Alors que le début de l’année 2026 est déjà bien entamé, il est essentiel pour les entrepreneurs et les employeurs de se pencher sur les évolutions des cotisations sociales. Ces dernières ne sont pas statiques et peuvent profondément influencer les activités économiques. Les ajustements divers et variés qui prennent effet ce trimestre sont non seulement des impératifs réglementaires, mais également des opportunités de réflexion pour optimiser les charges tout en préservant l’équilibre des ressources humaines. Naviguer dans cette complexité permet de mieux comprendre ses obligations et de se prémunir contre les potentiels redressements. En effet, chaque changement peut avoir un impact significatif sur le budget prévisionnel d’une entreprise. Prendre le temps de s’informer sur les taux et réformes à venir est donc stratégique.
Les principaux changements pour les cotisations sociales en 2026
Le paysage des cotisations sociales évolue avec l’introduction de nouveaux taux au cours de ce premier trimestre. Pour les entreprises de moins de 20 salariés, la cotisation classique au FFE sera de 0,32%, tandis que pour celles avec plus de 20 travailleurs, elle atteindra 0,37%. En parallèle, un petit soulagement arrive sur la cotisation pour le chômage temporaire, qui est désormais de 0,09%. Mais attention, pour ceux qui naviguent dans le monde des fonds amiante, ces cotisations seront à régler pour les trois premiers trimestres de l’année.

Focus sur les taux applicables
En matière de cotisations, le taux facial pour les travailleurs du secteur marchand se stabilise à 25%, poursuivant une tendance à la baisse entamée précédemment. Dans cette dynamique, la cotisation patronale de base subit également une transformation, passant de 22,65% à 19,88%. Pour les employeurs portant leur attention sur la formation, le taux de cotisation pour l’emploi de groupes à risque est fixé à 0,10% en l’absence de dépôt de conventions sectorielles.
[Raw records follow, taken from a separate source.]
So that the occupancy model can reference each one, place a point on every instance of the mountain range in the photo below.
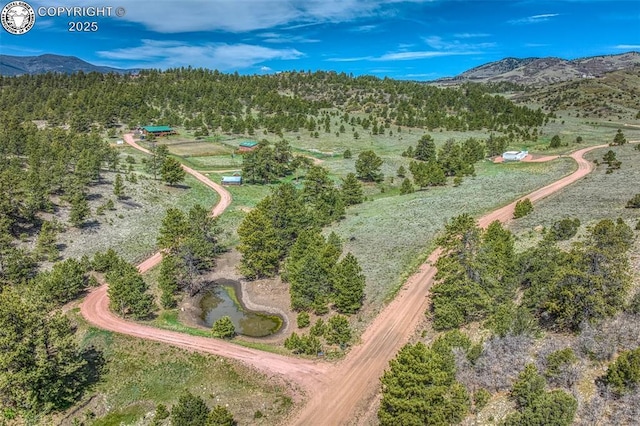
(18, 65)
(525, 71)
(542, 71)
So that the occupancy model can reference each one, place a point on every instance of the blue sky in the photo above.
(412, 39)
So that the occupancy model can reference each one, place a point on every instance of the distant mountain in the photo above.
(18, 65)
(541, 71)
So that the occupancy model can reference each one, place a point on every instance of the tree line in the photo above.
(210, 101)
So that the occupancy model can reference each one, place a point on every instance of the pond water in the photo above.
(223, 299)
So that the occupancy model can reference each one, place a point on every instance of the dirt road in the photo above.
(351, 386)
(223, 203)
(340, 393)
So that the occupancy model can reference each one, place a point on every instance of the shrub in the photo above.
(523, 208)
(406, 187)
(223, 328)
(556, 408)
(529, 386)
(480, 399)
(560, 367)
(303, 320)
(565, 228)
(634, 203)
(623, 374)
(338, 330)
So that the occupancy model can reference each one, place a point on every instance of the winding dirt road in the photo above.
(338, 394)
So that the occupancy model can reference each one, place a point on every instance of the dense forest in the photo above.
(53, 153)
(213, 102)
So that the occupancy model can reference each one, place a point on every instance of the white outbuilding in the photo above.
(514, 155)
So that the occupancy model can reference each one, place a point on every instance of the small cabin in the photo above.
(158, 130)
(232, 180)
(247, 146)
(514, 155)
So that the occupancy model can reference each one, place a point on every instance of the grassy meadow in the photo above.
(141, 374)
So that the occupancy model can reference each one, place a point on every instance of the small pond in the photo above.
(223, 299)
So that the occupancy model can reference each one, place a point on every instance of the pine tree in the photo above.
(259, 245)
(619, 138)
(168, 281)
(338, 330)
(406, 187)
(223, 328)
(348, 284)
(172, 171)
(352, 190)
(118, 186)
(46, 247)
(189, 411)
(368, 166)
(41, 366)
(425, 149)
(128, 291)
(220, 416)
(555, 142)
(79, 209)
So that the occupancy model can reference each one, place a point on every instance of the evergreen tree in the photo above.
(338, 330)
(555, 142)
(173, 231)
(258, 245)
(128, 291)
(79, 209)
(189, 411)
(348, 282)
(406, 187)
(522, 208)
(41, 367)
(168, 281)
(159, 154)
(220, 416)
(624, 373)
(619, 138)
(63, 283)
(46, 247)
(420, 389)
(529, 386)
(368, 167)
(223, 328)
(425, 149)
(172, 171)
(352, 190)
(118, 186)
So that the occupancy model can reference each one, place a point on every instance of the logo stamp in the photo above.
(18, 17)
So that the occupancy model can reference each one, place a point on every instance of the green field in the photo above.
(390, 235)
(597, 196)
(133, 227)
(142, 374)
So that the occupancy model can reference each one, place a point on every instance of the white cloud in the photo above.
(441, 44)
(407, 56)
(534, 19)
(221, 56)
(237, 16)
(471, 35)
(277, 38)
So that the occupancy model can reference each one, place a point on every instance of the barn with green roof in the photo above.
(158, 130)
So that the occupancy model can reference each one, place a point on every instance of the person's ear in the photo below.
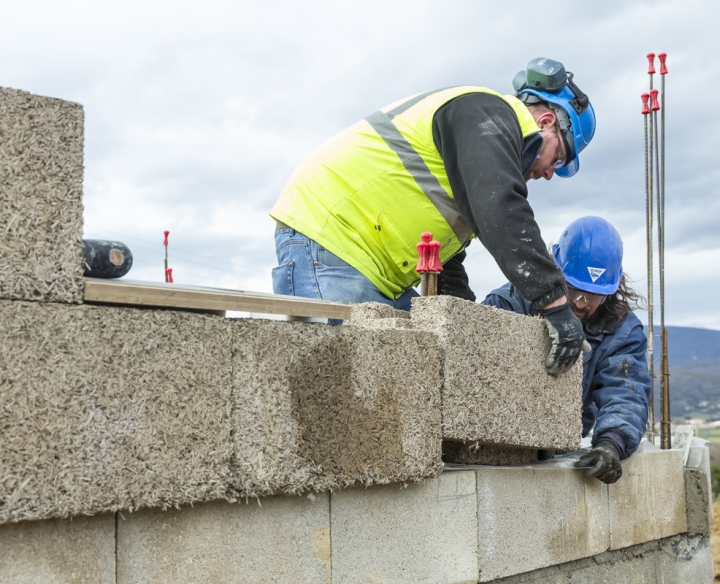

C’est un petit rappel que la proactivité administrative a un prix !
Les mesures incitatives et leurs contours
Des changements significatifs se profilent également avec la dernière révision de l’article 39ter concernant les travailleurs licenciés. Chaque salarié licencié avec un préavis adéquat a droit à un budget de 1.800 EUR pour des mesures d’employabilité. Ce budget se divise en deux parties, et la cotisation patronale sur la seconde partie est destinée à l’ONEM, favorisant ainsi le développement durable des compétences en milieu de travail. Une belle opportunité pour accompagner les travailleurs dans leurs parcours respectifs !
| Type de Cotisation | Taux pour moins de 20 salariés | Taux pour plus de 20 salariés |
|---|---|---|
| FFE | 0,32% | 0,37% |
| Chômage Temporaire | – | 0,09% |
| Formation / Emploi (sans CCT) | 0,10% | 0,10% |
| Patronale de Base | 19,88% | 19,88% |
Pour résumer
Il est vital de se tenir informé des changements en matière de cotisations sociales pour éviter des désagréments futurs. Adaptation et anticipation sont donc les maîtres mots pour traverser cette période inédite en toute sérénité. En prenant en compte ces nouvelles configurations, non seulement on s’assure d’être en règle avec la loi, mais on optimise également la gestion des ressources humaines au sein de son entreprise. Pour approfondir, des ressources précieuses sont disponibles sur des sites comme Urssaf ou Compta Online, qui abordent les aspect pratiques des cotisations inédites de cette année.